SHOULD BE THE No. 1 PICK BECAUSE … In a world where each of the consensus top five prospects max out, Kuminga is a good bet to appear in more All-Star games than anyone else. He’s got very similar measurables to Cade Cunningham but comes with an extra top gear or two. He’s also 13 months younger than Cunningham and there are a lot of teams that lean heavily into draft age when extrapolating future impact. Kuminga requires the most projection of the top five, but the potential outcome is a player who at age 25 generates the most value for his franchise.
ON THE OTHER HAND … Betting on Kuminga reaching his potential would be an easier call in a draft without the star quality apparent in prospects like Cunningham, Jalen Green, Jalen Suggs and Evan Mobley. And not that the presence of Sekou Doumbouya, a similar prospect with similar development challenges blocking his path to stardom, should be a disqualifier in consideration of Kumgina, but it’s perhaps a legitimate tiebreaker.

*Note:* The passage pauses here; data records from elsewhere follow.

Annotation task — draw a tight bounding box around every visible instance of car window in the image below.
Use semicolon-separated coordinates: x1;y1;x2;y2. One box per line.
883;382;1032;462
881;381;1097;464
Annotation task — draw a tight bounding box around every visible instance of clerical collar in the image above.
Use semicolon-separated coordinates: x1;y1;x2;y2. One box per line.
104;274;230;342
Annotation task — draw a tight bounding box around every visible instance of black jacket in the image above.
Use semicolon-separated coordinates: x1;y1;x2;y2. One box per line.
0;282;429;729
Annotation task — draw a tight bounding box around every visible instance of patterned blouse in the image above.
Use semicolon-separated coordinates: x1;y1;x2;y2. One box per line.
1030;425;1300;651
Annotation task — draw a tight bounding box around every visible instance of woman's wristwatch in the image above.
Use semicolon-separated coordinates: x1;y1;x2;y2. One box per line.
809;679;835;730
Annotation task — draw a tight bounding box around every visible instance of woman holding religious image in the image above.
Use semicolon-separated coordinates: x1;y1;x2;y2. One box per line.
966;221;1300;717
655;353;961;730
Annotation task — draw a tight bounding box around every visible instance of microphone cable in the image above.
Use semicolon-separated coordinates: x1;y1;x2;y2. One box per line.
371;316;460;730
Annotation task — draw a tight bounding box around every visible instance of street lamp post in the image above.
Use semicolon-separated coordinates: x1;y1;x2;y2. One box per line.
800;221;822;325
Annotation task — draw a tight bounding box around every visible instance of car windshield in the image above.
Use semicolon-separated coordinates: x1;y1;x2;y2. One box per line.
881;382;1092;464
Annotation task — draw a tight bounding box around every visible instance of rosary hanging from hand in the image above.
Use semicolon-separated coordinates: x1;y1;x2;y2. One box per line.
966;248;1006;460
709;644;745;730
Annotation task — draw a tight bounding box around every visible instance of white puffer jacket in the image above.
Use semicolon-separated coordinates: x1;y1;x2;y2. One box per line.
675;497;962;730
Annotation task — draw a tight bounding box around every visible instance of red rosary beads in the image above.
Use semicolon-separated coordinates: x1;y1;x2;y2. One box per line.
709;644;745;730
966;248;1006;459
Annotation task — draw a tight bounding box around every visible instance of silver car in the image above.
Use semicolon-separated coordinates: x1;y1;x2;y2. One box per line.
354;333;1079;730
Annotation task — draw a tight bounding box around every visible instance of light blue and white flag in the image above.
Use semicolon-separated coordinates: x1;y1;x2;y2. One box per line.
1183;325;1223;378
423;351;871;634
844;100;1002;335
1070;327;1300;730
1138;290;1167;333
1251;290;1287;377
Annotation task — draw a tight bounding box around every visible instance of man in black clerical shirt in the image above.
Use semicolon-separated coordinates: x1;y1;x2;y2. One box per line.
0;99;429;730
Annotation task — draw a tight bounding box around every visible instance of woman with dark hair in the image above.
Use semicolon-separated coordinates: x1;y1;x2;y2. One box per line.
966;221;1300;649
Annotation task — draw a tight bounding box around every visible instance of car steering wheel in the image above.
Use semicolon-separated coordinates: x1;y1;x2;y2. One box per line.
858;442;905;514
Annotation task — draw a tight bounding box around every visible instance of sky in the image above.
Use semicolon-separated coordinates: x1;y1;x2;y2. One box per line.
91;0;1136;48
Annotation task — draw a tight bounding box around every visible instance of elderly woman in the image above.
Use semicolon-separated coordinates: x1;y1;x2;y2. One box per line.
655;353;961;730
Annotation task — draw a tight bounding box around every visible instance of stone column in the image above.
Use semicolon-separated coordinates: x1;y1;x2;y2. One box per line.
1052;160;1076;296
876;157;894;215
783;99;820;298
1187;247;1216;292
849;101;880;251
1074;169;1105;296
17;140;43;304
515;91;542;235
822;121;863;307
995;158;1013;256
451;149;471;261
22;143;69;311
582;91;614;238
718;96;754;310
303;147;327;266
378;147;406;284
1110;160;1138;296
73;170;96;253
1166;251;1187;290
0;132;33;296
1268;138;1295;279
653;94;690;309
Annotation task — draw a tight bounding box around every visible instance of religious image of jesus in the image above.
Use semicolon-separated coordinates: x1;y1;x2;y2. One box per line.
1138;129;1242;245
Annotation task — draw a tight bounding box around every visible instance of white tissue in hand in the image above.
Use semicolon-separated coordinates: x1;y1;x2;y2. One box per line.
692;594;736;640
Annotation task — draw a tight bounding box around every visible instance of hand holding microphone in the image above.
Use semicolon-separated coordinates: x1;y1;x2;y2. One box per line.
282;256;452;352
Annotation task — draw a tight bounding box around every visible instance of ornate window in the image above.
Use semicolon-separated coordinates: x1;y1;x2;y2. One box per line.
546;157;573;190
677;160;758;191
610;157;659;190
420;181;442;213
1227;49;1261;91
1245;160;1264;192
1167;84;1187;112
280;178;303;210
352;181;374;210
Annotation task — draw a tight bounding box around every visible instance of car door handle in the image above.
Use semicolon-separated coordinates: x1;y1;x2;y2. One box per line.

SHOULD BE THE No. 1 PICK BECAUSE … If it’s a question of the total package – offense, defense, athleticism, character, leadership traits – then Suggs is pretty hard to ignore. His two-sport dominance as a Minnesota prep, where he led both the football and basketball teams to state titles and was named both Mr. Basketball and Mr. Football, is a testament to Suggs’ winning DNA. In another age, maybe some would see overlap with Killian Hayes but in today’s NBA having the ability to pair two guards as adept at playing off the ball as on it – and with the size to facilitate the manipulation of matchups to their team’s advantage at either end – seems more an argument in favor than against.
ON THE OTHER HAND … The 3-point shot has become such a defining tool for players and the fact Suggs comes in as an average shooter – he hit 34 percent from the college line – diminishes the likelihood he’ll have enough offensive impact to warrant the top pick. There are also legitimate questions if Suggs has enough distributing instincts or vision to be a high-level point guard as much as a combo guard.
SHOULD BE THE No.1 PICK BECAUSE … If a 6-foot-8 playmaker is unique and invaluable, what does that make a 7-foot playmaker? Mobley’s ceiling is preposterously high as someone with elite shot-blocking and rim-protection potential combined with his ability to be a one-man fast break and serve as a pick-and-roll facilitator. The Pistons see Isaiah Stewart as a player who can pound opponents inside with his physicality but also step outside and hit shots when the matchup warrants as much. A fully realized Stewart next to a fully realized Mobley would be bonkers.
ON THE OTHER HAND … The 215 pounds is cause for concern – especially if there’s reasonable doubt about how much Mobley’s lean frame can accommodate even as he physically matures and benefits from NBA-level weight-training sophistication. Mobley’s ability to play on the perimeter is a wonderment for a 7-footer, but if he’s relegated to playing almost exclusively on the perimeter because a lack of strength forces him away from the paint then his ceiling is lowered by a few levels. Also warranting debate are the many stretches of Southern Cal games where Mobley seemed content to blend in rather than assert himself in step with his superior talent level.